Zimbabweans head to the polls today for an historic election, the first since the overthrow of Robert Mugabe late last year, as the country looks forward to a brighter, democratic future.
As a fully democratic Zimbabwe comes closer to being a reality, local startup Vote Africa is doing its best to empower Zimbabweans and promote accountability.
Founded last February by Norman Dube, Vote Africa is an Android and iOS mobile application that aims to educate, motivate and empower the electorate to fully own the electoral process and hold elected officials accountable.
It provides access to relevant information to guide the electorate through the complete electoral process, providing users with voter guides, polling station locations, and details of party representatives and manifestos. It also has a chatbot that uses artificial intelligence to answer election-related questions in real-time.
Vote Africa has also launched a “Situation Room Tool”, which allows the electorate to participate as virtual observers by sending pictures and text as reports during the election period. These reports are geolocated and time stamped to ensure accurate data is collected.
“Voter education is inadequate in most African countries, leading to issues of low voter participation and a very high number of invalid votes. The population is dominated by the youth, but there is a low percentage of this age group that participates in the electoral process,” Dube told Disrupt Africa.

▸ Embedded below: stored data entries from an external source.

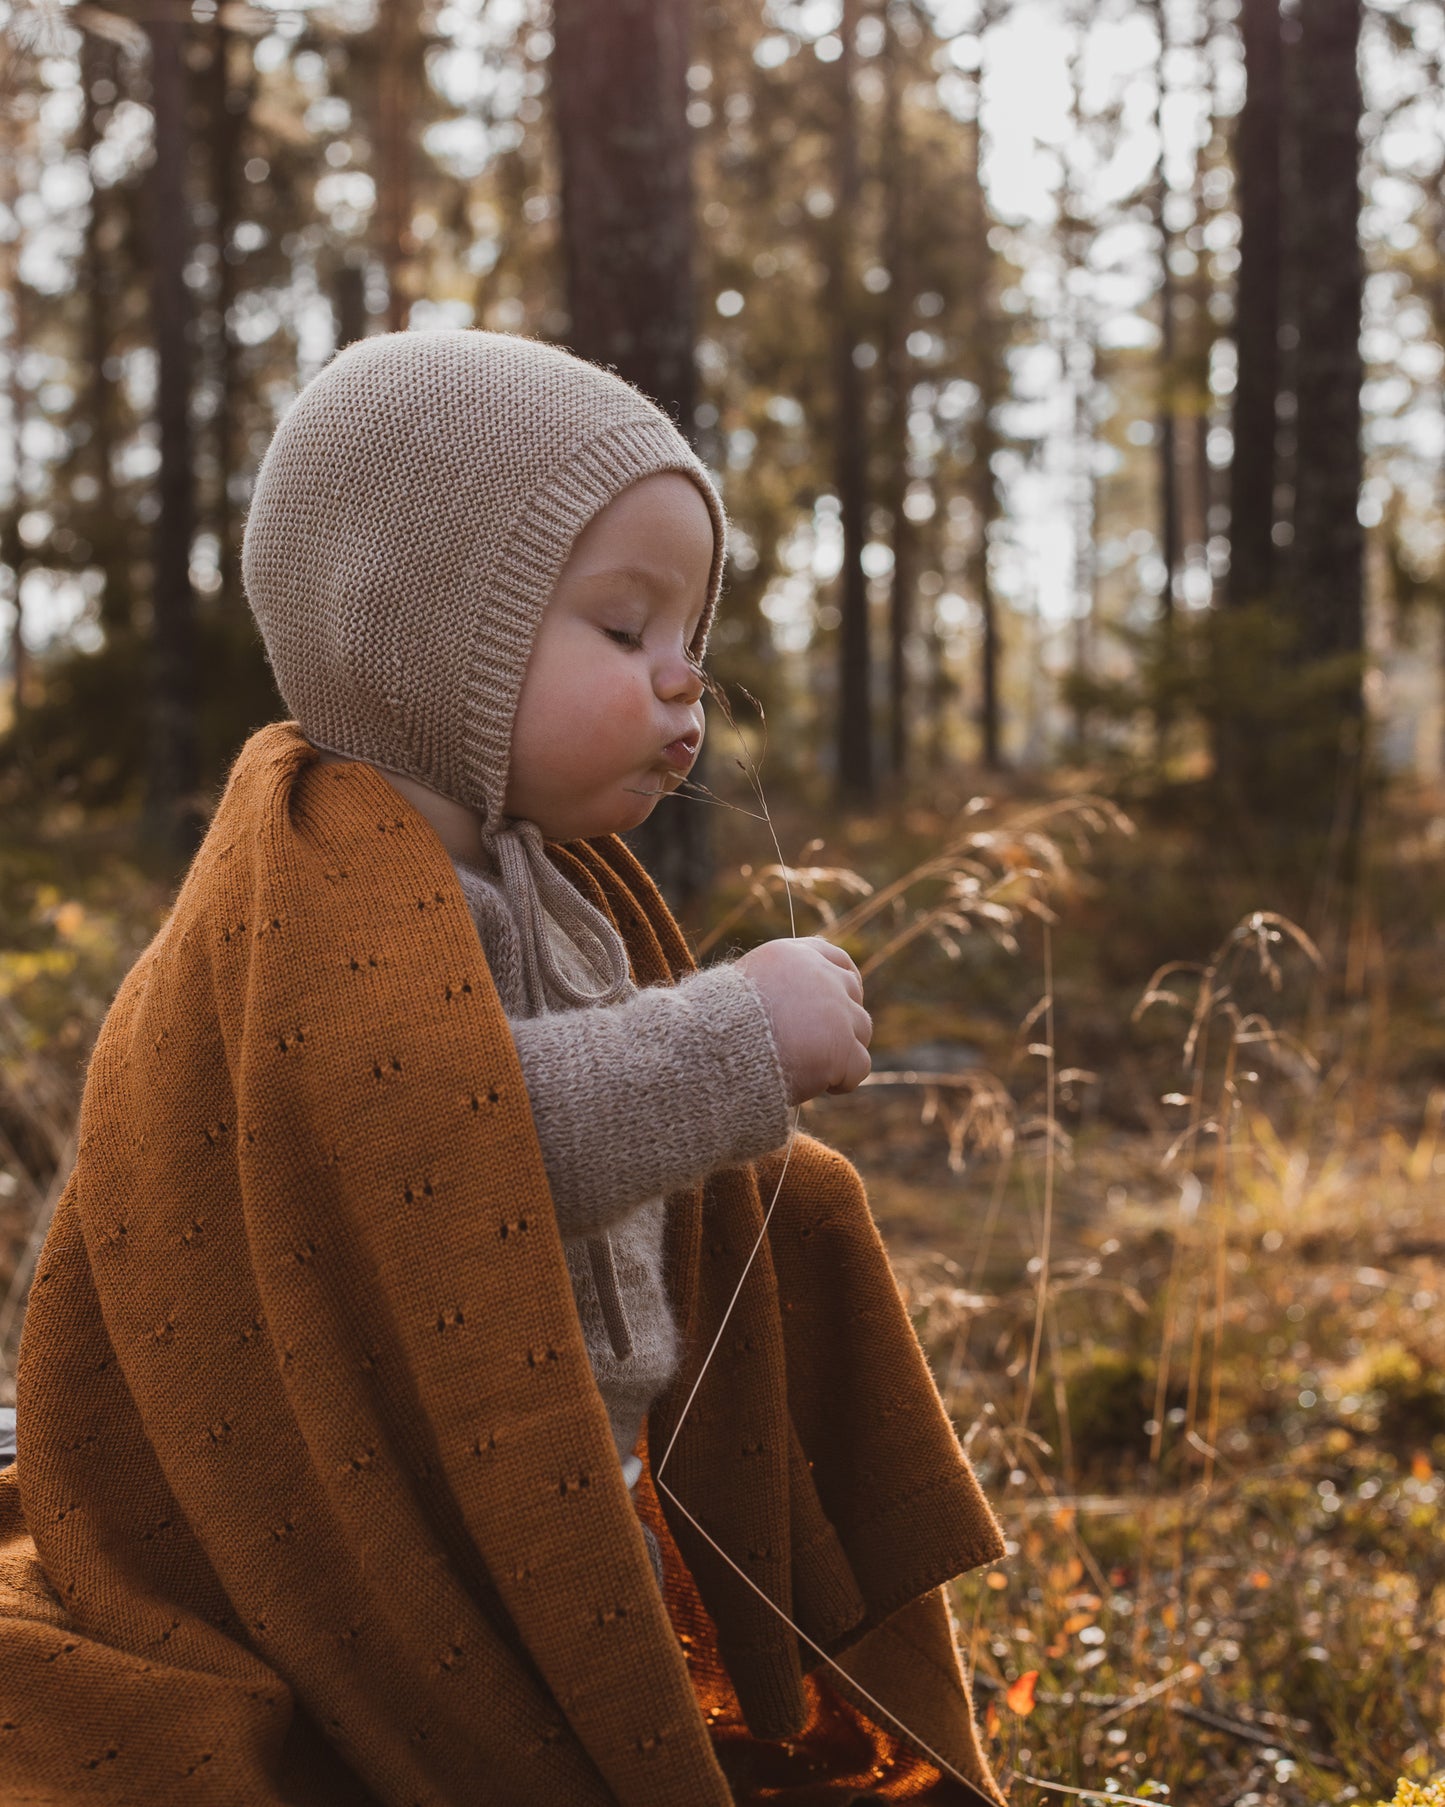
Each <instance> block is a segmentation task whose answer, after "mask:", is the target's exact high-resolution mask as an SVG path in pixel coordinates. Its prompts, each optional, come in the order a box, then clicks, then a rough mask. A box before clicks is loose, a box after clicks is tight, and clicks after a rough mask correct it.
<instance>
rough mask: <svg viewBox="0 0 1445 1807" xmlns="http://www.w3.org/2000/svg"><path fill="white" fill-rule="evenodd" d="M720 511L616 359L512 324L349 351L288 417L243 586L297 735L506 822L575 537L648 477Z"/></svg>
mask: <svg viewBox="0 0 1445 1807" xmlns="http://www.w3.org/2000/svg"><path fill="white" fill-rule="evenodd" d="M665 470H676V472H681V473H683V475H686V477H690V479H692V481H694V482H695V484H697V488H699V492H701V495H703V501H704V502H706V504H708V511H710V515H712V524H713V562H712V576H710V584H708V600H706V611H704V614H703V623H701V627H699V631H697V641H695V645H694V652H697V654H699V656H701V652H703V643H704V640H706V632H708V627H710V623H712V611H713V605H715V600H717V587H719V582H721V575H722V555H724V538H726V528H724V519H722V504H721V502H719V499H717V492H715V490H713V486H712V481H710V477H708V473H706V470H704V468H703V464H701V463H699V459H697V455H695V454H694V450H692V446H690V445H688V443H686V439H685V437H683V435H681V432H679V430H677V428H676V426H674V425H672V421H670V419H668V417H667V416H665V414H663V412H661V408H657V407H656V405H654V403H652V401H648V399H647V396H643V394H641V392H639V390H636V389H632V385H630V383H625V381H623V379H621V378H620V376H614V374H612V372H611V370H601V369H598V367H596V365H591V363H583V361H582V360H580V358H573V356H571V352H565V351H558V349H556V347H555V345H544V343H540V342H536V340H527V338H517V336H513V334H508V332H387V334H381V336H378V338H365V340H359V342H358V343H354V345H350V347H349V349H347V351H343V352H341V354H340V356H338V358H332V361H331V363H329V365H327V367H325V370H322V374H320V376H316V378H314V379H312V381H311V383H307V387H305V389H303V390H302V394H300V396H298V398H296V401H294V405H293V407H291V408H289V412H287V414H285V417H284V419H282V423H280V426H278V428H276V434H275V437H273V441H271V446H269V448H267V452H266V457H264V459H262V466H260V472H258V475H256V490H255V499H253V502H251V513H249V519H247V522H246V540H244V548H242V569H244V576H246V595H247V598H249V604H251V609H253V611H255V616H256V622H258V625H260V632H262V638H264V641H266V652H267V658H269V661H271V670H273V672H275V678H276V687H278V690H280V694H282V698H284V699H285V707H287V708H289V710H291V712H293V716H294V717H296V721H298V723H300V726H302V732H303V734H305V735H307V739H309V741H312V743H314V744H318V746H325V748H329V750H331V752H338V754H349V755H352V757H354V759H367V761H370V763H374V764H378V766H385V768H388V770H392V772H401V773H405V775H406V777H412V779H417V781H419V782H421V784H428V786H430V788H432V790H435V791H441V793H443V795H444V797H452V799H453V801H457V802H461V804H466V808H470V810H475V811H477V815H479V817H480V819H482V826H484V829H489V831H493V833H495V831H497V829H499V828H500V826H502V795H504V791H506V777H508V746H509V741H511V719H513V716H515V712H517V698H518V692H520V688H522V672H524V670H526V665H527V654H529V652H531V645H533V638H535V634H536V625H538V622H540V618H542V609H544V607H545V602H547V596H549V595H551V589H553V585H555V582H556V576H558V573H560V571H562V566H564V564H565V560H567V553H569V551H571V548H573V540H574V538H576V535H578V533H580V531H582V528H583V526H585V524H587V522H589V520H591V519H592V515H596V513H598V510H600V508H605V506H607V502H611V501H612V499H614V497H616V495H620V493H621V492H623V490H625V488H627V486H629V484H632V482H636V481H638V479H639V477H648V475H652V473H654V472H665Z"/></svg>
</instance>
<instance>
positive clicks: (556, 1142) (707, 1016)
mask: <svg viewBox="0 0 1445 1807" xmlns="http://www.w3.org/2000/svg"><path fill="white" fill-rule="evenodd" d="M453 866H455V871H457V876H459V880H461V885H462V894H464V896H466V902H468V907H470V911H471V920H473V922H475V923H477V934H479V938H480V941H482V949H484V950H486V958H488V967H489V969H491V976H493V981H495V985H497V994H499V997H500V1001H502V1008H504V1010H506V1014H508V1017H509V1019H511V1034H513V1041H515V1043H517V1053H518V1059H520V1063H522V1077H524V1079H526V1084H527V1097H529V1099H531V1113H533V1122H535V1124H536V1138H538V1142H540V1144H542V1160H544V1164H545V1167H547V1182H549V1185H551V1194H553V1203H555V1207H556V1222H558V1229H560V1231H562V1245H564V1250H565V1256H567V1272H569V1276H571V1281H573V1292H574V1296H576V1308H578V1319H580V1321H582V1335H583V1341H585V1344H587V1357H589V1361H591V1364H592V1373H594V1375H596V1382H598V1390H600V1393H601V1399H603V1404H605V1406H607V1417H609V1420H611V1424H612V1437H614V1438H616V1444H618V1456H620V1458H621V1464H623V1473H625V1475H627V1480H629V1485H630V1484H632V1482H634V1480H636V1475H638V1469H639V1464H638V1458H636V1456H634V1455H632V1451H634V1446H636V1442H638V1437H639V1433H641V1428H643V1418H645V1417H647V1408H648V1406H650V1404H652V1400H654V1399H657V1397H659V1393H663V1390H665V1388H667V1384H668V1382H670V1381H672V1375H674V1372H676V1368H677V1355H679V1348H677V1330H676V1325H674V1317H672V1308H670V1305H668V1296H667V1287H665V1281H663V1231H665V1223H667V1194H668V1193H676V1191H681V1189H683V1187H690V1185H695V1184H699V1182H701V1180H704V1178H706V1176H708V1175H712V1173H715V1171H717V1169H719V1167H728V1166H741V1164H742V1162H748V1160H755V1158H757V1156H760V1155H766V1153H769V1151H771V1149H775V1147H778V1146H780V1144H782V1142H784V1138H786V1135H788V1091H786V1081H784V1073H782V1066H780V1063H778V1053H777V1044H775V1043H773V1030H771V1025H769V1021H768V1010H766V1006H764V1003H762V997H760V994H759V990H757V987H755V985H753V983H751V979H750V978H748V976H746V974H742V972H739V970H737V969H735V967H710V969H706V970H703V972H694V974H690V976H686V978H685V979H681V981H679V983H677V985H670V987H652V988H647V990H641V992H634V994H632V996H630V997H627V999H625V1001H621V1003H614V1005H605V1006H596V1008H591V1010H578V1008H565V1001H564V1003H562V1006H560V1008H558V1003H556V1001H549V1006H547V1008H545V1010H542V1012H536V1010H535V1008H533V1003H531V999H529V997H527V987H526V976H524V967H522V950H520V936H518V927H517V923H515V922H513V916H511V911H509V909H508V903H506V898H504V894H502V891H500V887H499V885H497V884H493V882H491V880H489V878H488V875H486V873H484V871H480V869H479V867H475V866H468V864H466V862H462V860H455V862H453ZM558 938H560V931H558ZM618 941H620V943H621V938H618ZM555 949H556V950H558V952H562V958H564V960H565V958H569V954H571V958H573V960H580V961H585V956H583V954H582V950H580V949H571V945H569V943H564V945H560V943H558V941H555ZM600 1234H605V1236H607V1240H609V1243H611V1249H612V1270H614V1274H616V1287H618V1303H620V1306H621V1317H623V1323H625V1326H627V1344H630V1348H627V1352H625V1353H621V1352H618V1348H616V1341H614V1337H612V1335H611V1334H609V1325H607V1314H605V1312H603V1303H601V1299H600V1297H598V1278H596V1263H594V1259H592V1258H591V1245H592V1243H594V1240H596V1238H598V1236H600Z"/></svg>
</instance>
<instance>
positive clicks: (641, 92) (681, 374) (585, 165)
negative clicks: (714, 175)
mask: <svg viewBox="0 0 1445 1807" xmlns="http://www.w3.org/2000/svg"><path fill="white" fill-rule="evenodd" d="M553 38H555V49H553V65H551V85H553V107H555V116H556V132H558V143H560V152H562V248H564V257H565V264H567V313H569V316H571V334H569V338H571V345H573V349H574V351H576V352H578V354H580V356H583V358H591V360H592V361H596V363H605V365H611V367H612V369H614V370H618V372H620V374H621V376H625V378H627V381H629V383H636V385H638V387H639V389H643V390H645V392H647V394H648V396H652V399H654V401H657V403H659V405H661V407H663V408H667V412H668V414H672V417H674V419H676V421H677V423H679V425H681V426H683V430H685V432H686V434H688V435H690V434H692V416H694V405H695V381H697V379H695V372H694V331H695V325H694V276H692V231H694V229H692V143H690V128H688V121H686V92H688V90H686V69H688V5H686V0H611V4H609V5H605V7H600V5H596V4H594V0H556V5H555V9H553Z"/></svg>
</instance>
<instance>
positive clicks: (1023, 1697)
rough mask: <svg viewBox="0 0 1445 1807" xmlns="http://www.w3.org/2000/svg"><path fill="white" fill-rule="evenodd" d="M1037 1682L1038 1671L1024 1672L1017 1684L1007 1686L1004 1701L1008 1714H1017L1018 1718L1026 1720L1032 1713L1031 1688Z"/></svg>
mask: <svg viewBox="0 0 1445 1807" xmlns="http://www.w3.org/2000/svg"><path fill="white" fill-rule="evenodd" d="M1037 1681H1039V1670H1024V1673H1022V1675H1021V1677H1019V1681H1017V1682H1010V1684H1008V1691H1006V1693H1004V1700H1006V1702H1008V1709H1010V1713H1017V1715H1019V1718H1028V1715H1030V1713H1031V1711H1033V1688H1035V1684H1037Z"/></svg>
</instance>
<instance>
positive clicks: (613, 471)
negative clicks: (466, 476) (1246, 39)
mask: <svg viewBox="0 0 1445 1807" xmlns="http://www.w3.org/2000/svg"><path fill="white" fill-rule="evenodd" d="M663 472H677V473H679V475H683V477H688V479H690V481H692V482H694V484H695V486H697V492H699V493H701V497H703V501H704V502H706V508H708V515H710V517H712V535H713V551H712V569H710V573H708V598H706V605H704V609H703V620H701V623H699V627H697V634H695V638H694V643H692V651H694V654H695V656H697V658H699V660H701V656H703V652H704V649H706V640H708V629H710V627H712V618H713V611H715V609H717V593H719V587H721V582H722V562H724V558H726V517H724V515H722V508H721V502H719V501H717V492H715V490H713V486H712V482H710V481H708V477H706V472H704V470H703V466H701V464H699V463H695V461H692V463H690V461H688V459H686V457H681V455H679V434H677V428H676V426H674V425H672V423H670V421H667V419H665V417H659V419H656V421H648V419H641V421H627V423H623V425H621V426H612V428H609V430H607V432H605V434H600V435H598V437H596V439H591V441H589V443H587V445H583V446H582V448H580V450H578V452H574V454H573V457H571V459H567V463H565V464H562V466H560V468H558V470H556V472H555V473H553V475H551V477H549V479H547V482H545V484H544V486H542V488H540V490H538V492H536V493H535V495H531V497H529V499H527V502H526V508H524V511H522V515H520V517H518V520H517V522H515V524H513V528H511V531H509V533H508V555H506V558H504V560H502V562H500V564H499V566H497V569H495V573H493V576H491V585H489V620H488V629H489V634H488V643H486V645H479V647H477V649H475V652H473V658H471V661H470V663H468V669H466V672H464V676H462V685H464V694H466V707H464V714H466V717H468V719H470V721H471V723H473V725H475V730H477V737H475V741H471V743H468V746H466V750H464V754H462V786H464V790H466V795H464V797H461V799H459V801H461V802H464V804H466V806H468V808H471V810H477V813H479V815H482V817H484V828H486V831H489V833H495V831H497V828H500V824H502V820H504V815H502V799H504V795H506V779H508V764H509V752H511V725H513V717H515V716H517V699H518V696H520V692H522V678H524V674H526V669H527V660H529V656H531V647H533V641H535V640H536V629H538V625H540V622H542V611H544V609H545V605H547V598H549V596H551V593H553V587H555V584H556V580H558V576H560V573H562V567H564V566H565V562H567V555H569V553H571V549H573V544H574V540H576V537H578V533H582V529H583V528H585V526H587V522H589V520H591V519H592V517H594V515H596V513H598V511H600V510H603V508H605V506H607V504H609V502H612V501H616V497H618V495H621V492H623V490H627V488H630V486H632V484H634V482H639V481H641V479H643V477H654V475H661V473H663ZM488 779H489V781H491V782H488ZM493 793H495V795H493Z"/></svg>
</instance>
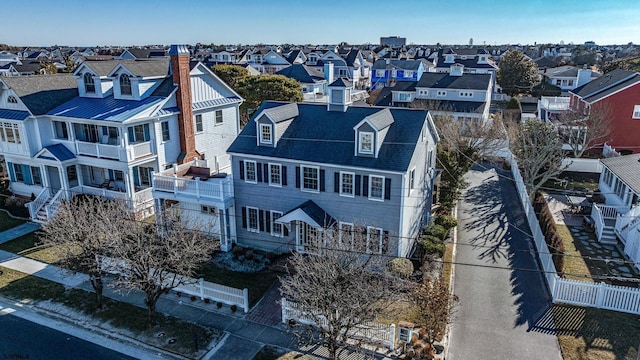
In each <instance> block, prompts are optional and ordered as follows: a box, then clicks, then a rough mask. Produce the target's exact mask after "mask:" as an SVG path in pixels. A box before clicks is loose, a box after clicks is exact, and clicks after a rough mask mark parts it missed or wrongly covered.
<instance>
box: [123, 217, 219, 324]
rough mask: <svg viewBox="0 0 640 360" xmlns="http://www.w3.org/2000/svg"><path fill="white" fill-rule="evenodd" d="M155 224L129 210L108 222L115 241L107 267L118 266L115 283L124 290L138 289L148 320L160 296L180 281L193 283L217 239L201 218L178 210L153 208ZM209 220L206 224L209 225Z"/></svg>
mask: <svg viewBox="0 0 640 360" xmlns="http://www.w3.org/2000/svg"><path fill="white" fill-rule="evenodd" d="M156 219H160V220H161V221H160V222H159V223H158V225H156V224H153V223H148V222H144V221H137V220H135V218H134V215H133V214H131V213H128V214H125V215H123V216H122V217H121V218H120V219H117V220H116V221H113V222H112V223H111V224H110V231H111V232H112V234H113V235H114V239H115V241H114V242H113V244H112V245H113V246H112V248H111V251H110V254H111V256H112V258H113V261H112V262H111V264H110V267H112V268H115V270H117V271H116V272H117V274H118V276H117V278H116V280H115V282H114V283H113V285H114V287H116V288H119V289H121V290H124V291H128V290H133V289H137V290H141V291H143V292H144V293H145V295H146V297H145V301H144V302H145V305H147V309H148V311H149V322H150V324H154V323H155V310H156V304H157V302H158V299H159V298H160V296H161V295H162V294H164V293H166V292H168V291H169V290H171V289H173V288H176V287H178V286H180V285H184V284H188V283H193V282H194V279H192V277H193V276H194V274H195V272H196V270H197V268H198V267H199V266H200V265H202V263H204V262H205V261H207V260H209V259H210V258H211V254H212V252H213V251H214V250H215V249H216V248H217V246H218V245H219V241H217V240H215V239H212V238H210V237H208V236H206V235H205V234H207V233H209V231H206V230H207V229H205V228H204V227H205V226H207V225H205V224H202V223H200V222H196V221H193V220H192V219H190V218H188V217H184V216H183V217H181V216H180V214H178V213H176V212H174V211H170V210H162V211H158V212H156ZM212 225H213V224H209V225H208V226H212Z"/></svg>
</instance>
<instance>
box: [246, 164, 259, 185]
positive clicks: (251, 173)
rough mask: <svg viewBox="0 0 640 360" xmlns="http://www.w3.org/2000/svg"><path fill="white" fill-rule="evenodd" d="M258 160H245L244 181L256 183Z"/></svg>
mask: <svg viewBox="0 0 640 360" xmlns="http://www.w3.org/2000/svg"><path fill="white" fill-rule="evenodd" d="M256 171H257V170H256V162H255V161H250V160H247V161H245V162H244V181H246V182H252V183H256V182H258V180H257V177H256Z"/></svg>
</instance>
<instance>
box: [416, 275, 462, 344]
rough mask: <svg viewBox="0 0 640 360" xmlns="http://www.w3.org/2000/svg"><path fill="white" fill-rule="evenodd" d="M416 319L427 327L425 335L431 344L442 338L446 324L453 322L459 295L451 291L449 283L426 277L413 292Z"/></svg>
mask: <svg viewBox="0 0 640 360" xmlns="http://www.w3.org/2000/svg"><path fill="white" fill-rule="evenodd" d="M410 298H411V302H412V303H413V305H414V311H415V316H416V319H417V320H418V321H419V322H420V323H421V324H422V325H424V327H425V330H426V332H425V337H426V338H427V341H429V344H431V345H433V343H434V342H435V341H437V340H439V339H441V338H442V336H443V335H444V333H445V329H446V326H447V325H448V324H449V323H450V322H451V317H452V314H453V309H454V308H455V306H456V304H457V302H458V297H457V296H456V295H454V294H451V293H450V292H449V288H448V287H447V285H446V284H445V283H444V282H443V281H442V280H440V279H435V280H432V279H430V278H425V279H424V281H423V282H422V283H421V284H419V285H418V286H416V288H415V289H414V291H413V292H411V296H410Z"/></svg>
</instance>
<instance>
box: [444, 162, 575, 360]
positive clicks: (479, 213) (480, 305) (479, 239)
mask: <svg viewBox="0 0 640 360" xmlns="http://www.w3.org/2000/svg"><path fill="white" fill-rule="evenodd" d="M510 177H511V174H510V173H509V172H506V171H503V170H501V169H496V168H494V167H492V166H491V165H488V164H487V163H485V164H483V165H482V166H481V165H476V166H475V167H474V168H473V169H472V171H470V172H469V173H468V174H467V175H466V180H467V182H469V187H468V188H467V190H466V191H465V193H464V195H463V199H462V200H461V201H460V204H459V208H458V219H459V226H458V245H457V255H456V260H455V262H456V266H455V277H454V293H455V294H456V295H458V296H459V298H460V302H459V304H458V306H457V308H456V310H455V314H454V321H453V324H452V328H451V333H450V340H449V351H448V356H447V359H448V360H451V359H453V360H458V359H475V360H480V359H505V360H506V359H520V360H522V359H532V360H533V359H536V360H537V359H562V356H561V354H560V348H559V346H558V341H557V337H556V335H555V331H554V326H553V321H550V322H549V321H548V318H549V317H548V314H549V313H548V312H547V310H548V309H549V307H550V305H551V302H550V297H549V295H548V293H547V291H546V288H545V284H544V282H543V278H542V276H541V274H540V272H539V271H540V268H539V266H538V263H537V261H536V259H535V252H534V250H533V244H532V239H531V237H530V233H529V227H528V224H527V222H526V218H525V217H524V214H523V212H522V210H521V207H520V205H519V203H518V198H517V196H516V189H515V185H514V183H513V181H511V180H510ZM543 317H544V318H546V319H545V320H544V321H545V323H546V326H545V327H544V328H543V327H541V326H540V322H541V320H542V318H543Z"/></svg>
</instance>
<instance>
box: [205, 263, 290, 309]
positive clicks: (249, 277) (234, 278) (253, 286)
mask: <svg viewBox="0 0 640 360" xmlns="http://www.w3.org/2000/svg"><path fill="white" fill-rule="evenodd" d="M196 277H202V278H204V279H205V281H209V282H214V283H217V284H221V285H225V286H230V287H233V288H236V289H244V288H247V289H249V306H250V307H251V306H253V305H255V304H256V303H257V302H258V301H259V300H260V299H262V297H263V296H264V294H265V293H266V292H267V291H268V290H269V289H270V288H271V286H273V284H275V282H276V281H277V280H278V275H277V274H276V273H274V272H273V271H269V270H265V271H259V272H238V271H231V270H225V269H222V268H219V267H217V266H215V265H213V264H210V263H208V264H206V265H205V266H203V267H202V268H200V270H199V271H198V272H197V274H196Z"/></svg>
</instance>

“Voter education is mainly conducted through television, radio, and newspapers, which are platforms that the youth are barely using or following. With the high mobile penetration and the use of mobile phones we saw this as a gap to disrupt the voter education process.”
The startup, which has been bootstrapped and secured some grant funding, has seen positive uptake. Dube said it has partnered with civil society organisations, and been piloting the platform in Zimbabwe ahead of the elections.
“We had to test the platform over the pre-election process, which required a lot of technical changes and tweaks,” Dube said.
“Collaborating with organisations already in the elections field made it easier to make information requests and focus on the technology. Going forward we are looking to expand our team to have content creators so we can have the whole process being done in-house.”
Vote Africa, which plans to white label its platform, is already looking beyond Zimbabwe, and targeting elections in other African countries.
“Our next targets are the Nigerian and South African elections in 2019. We are currently working on building relationships with relevant players within the elections field in our target countries,” Dube said.